Les cheveux représentaient aussi de véritables trophées en temps de guerre. Les célèbres scalps prélevés par les Indiens sur le crâne de leurs ennemis en sont un exemple.
Les Romains infligeaient également la tonsure aux peuples vaincus.
Plus récemment, à la fin de la Seconde Guerre mondiale, les femmes accusées d'avoir eu des liaisons avec les Allemands envahisseurs ont été rasées et exhibées.
Quelques tableaux du 18ème siècle pourtant, montrent la reine de Sémiramis, vêtue d'une armure, se préparant à couper sa chevelure.
L'épisode est tiré de la tragédie de Voltaire, Sémiramis, et la scène représente la reine qui vient de faire assassiner son mari pour prendre le pouvoir, en train de s'habiller en homme, en guerrier et qui sacrifie ses cheveux pour de reine devenir roi.

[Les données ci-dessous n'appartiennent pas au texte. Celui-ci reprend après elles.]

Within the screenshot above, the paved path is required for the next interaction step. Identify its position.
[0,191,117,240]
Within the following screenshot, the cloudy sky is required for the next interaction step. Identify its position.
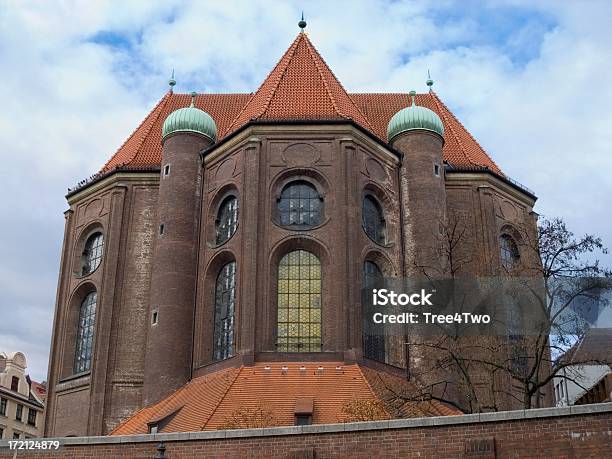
[0,0,612,380]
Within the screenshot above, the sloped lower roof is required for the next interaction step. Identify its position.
[110,362,461,435]
[561,328,612,364]
[100,33,501,174]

C'est ainsi que la perte de cheveux, au lieu d'être comme dans l'histoire de Samson, une perte de virilité est au contraire une perte de la féminité et un emblème de virilisation.
On note un comportement identique dans un des autoportraits de Frida Kahlo cité par Michel Faure qui le considère comme un bel exemple d' androgynie symbolique, (auto portait aux cheveux coupés , 1940 Museum of modern art, New York) où l'on voit l'artiste vêtue d'un costume masculin, venant de se débarrasser de sa chevelure de femme . Les cheveux sont à terre et l'artiste garde les ciseaux à la main.